Querido adolescente, ¿a cuántas personas serías capaz de darle la mano? ¿A cuántas serias capaz de darle un abrazo? ¿Y un beso?... Inevitablemente el círculo se va reduciendo. No porque no se lo merezcan, sino porque son gestos que tienen contenido, significado, son expresiones físicas que contienen parte de uno mismo. Un apretón de manos puede ser un mero formalismo que trasladará nuestro respeto por el otro, un beso tal vez contenga también nuestro cariño...
Y si seguimos en la escala de entrega, ¿a cuántas personas serías capaz de darles tu cuerpo? Si respondemos en un plano puramente físico en el que el mundo nos sugiere que estemos, por desgracia, algunos podrían mencionar varias personas. Sin embargo, el hombre no existe solamente en el plano físico y cualquier entrega deja en el otro parte de uno mismo.
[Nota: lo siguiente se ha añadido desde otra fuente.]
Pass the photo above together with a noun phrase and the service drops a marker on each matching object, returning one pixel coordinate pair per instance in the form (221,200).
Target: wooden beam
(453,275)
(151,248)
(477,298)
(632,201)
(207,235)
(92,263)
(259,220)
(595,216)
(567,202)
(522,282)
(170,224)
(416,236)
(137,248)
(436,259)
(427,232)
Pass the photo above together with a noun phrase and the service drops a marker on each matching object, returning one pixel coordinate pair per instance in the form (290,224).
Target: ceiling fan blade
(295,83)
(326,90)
Quienes hayan entregado su cuerpo lo saben, ese día no hubo sólo un intercambio físico, por más medios antinaturales que se impusieran por medio para evitar las consecuencias de esa entrega. Por muchos esfuerzos que haga la pornografía para desligar el amor de la entrega física, entregar sin amor vacía sin llenar de sentido, y deja un cuerpo usado y un montón de relaciones emocionales vacías en la memoria. Mientras que el amor entrega sin vaciar porque llena de sentido la existencia.
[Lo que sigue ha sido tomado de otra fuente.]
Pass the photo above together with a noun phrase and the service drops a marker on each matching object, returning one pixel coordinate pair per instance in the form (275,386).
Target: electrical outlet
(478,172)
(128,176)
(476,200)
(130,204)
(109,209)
Ahora volvamos a plantear la pregunta: ¿a cuánta gente le entregarías tu cuerpo? Todo tu cuerpo, toda tu vida, tus virtudes y defectos, tu presente y tu futuro, y todas las consecuencias que deriven de esa entrega, todo. ¿A cuánta gente le entregarías el miedo que tienes por la responsabilidad que supone una nueva vida en el vientre de una madre? En el fondo lo sabes, porque deseas encontrarle, porque ese día das mucho más que tu cuerpo, porque sin decir nada hablaréis de amor, de un amor que no querrás que se acabe. Ahora, si la entrega máxima es la del cuerpo y todas sus consecuencias, si esa es la moneda de cambio, ¿qué sería razonable que nos entregara el Dios que nos ama? “Este es mi cuerpo que será entregado por vosotros” (Lc 22, 19)
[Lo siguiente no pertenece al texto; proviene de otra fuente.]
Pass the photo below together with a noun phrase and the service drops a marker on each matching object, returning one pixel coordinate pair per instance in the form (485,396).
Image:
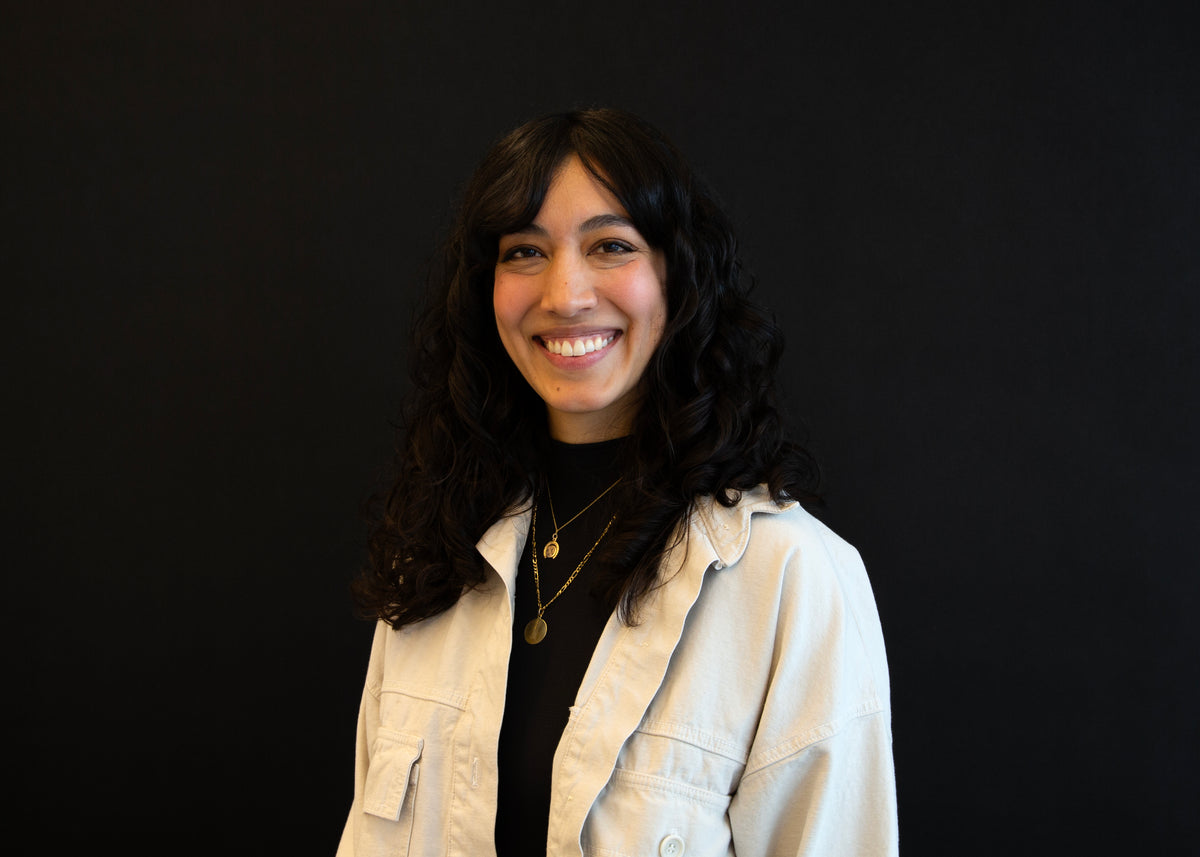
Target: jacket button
(671,846)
Cuando Jesús dijo esto por primera vez, venía de haber multiplicado panes y peces la tarde anterior. La gente quedó encantada con sus dones. Luego esa noche caminó sobre las aguas. Podemos decir que se estaba luciendo y la Biblia destaca que mucha gente le estuvo buscando. Creo que era el momento ideal para culminar su misión, y precisamente en ese momento les dice: “Mi Padre os da el verdadero pan del cielo. […] Yo soy el pan de vida”. De primeras estas declaraciones no sentaron nada bien a los judíos, los cogió un poco a contrapié y la gente empezó a murmurar. Jesús se dio cuenta, pero insistió “No murmuréis entre vosotros. […] Yo soy el pan vivo que descendió del cielo; si alguno comiere de este pan, vivirá para siempre; y el pan que yo daré es mi carne, la cual yo daré por la vida del mundo”. Aquí ya la situación se tensó bastante, y la gente se enfadó por su atrevimiento. De ser algo simbólico, era el momento de aclararlo, era el momento de suavizar el mensaje. Sin embargo, Jesús con mucha más fuerza ratifica sus palabras, es más, arranca con seriedad: “En verdad en verdad os digo…” y hasta cinco veces ratifica que nos entrega su cuerpo, para comer de Él. La gente se escandalizó y se fue, se marcharon, hasta el punto de que Jesús les pregunta a sus propios apóstoles: “¿Queréis acaso iros también vosotros?” No es algo simbólico, ni es sólo la muerte física en la cruz, es el anuncio literal de la entrega de amor más grande, esa que sucede cada día en la iglesia de al lado de tu casa. Y valió la pena, y valió la vida, por ti.
Tu cuerpo tiene un diseñador, un diseñador que no se quedó sólo en lo físico. Alguien que te amó primero, alguien que se implicó primero, alguien que lo entregó todo primero. Ahora tú decides. Consciente del significado, ¿vas a dejar que usen tu cuerpo, o vas a entregarte a quien lo ame? No a aquel que te quiera mucho -mucho no es suficiente-, entrégalo a aquel que te quiera todo.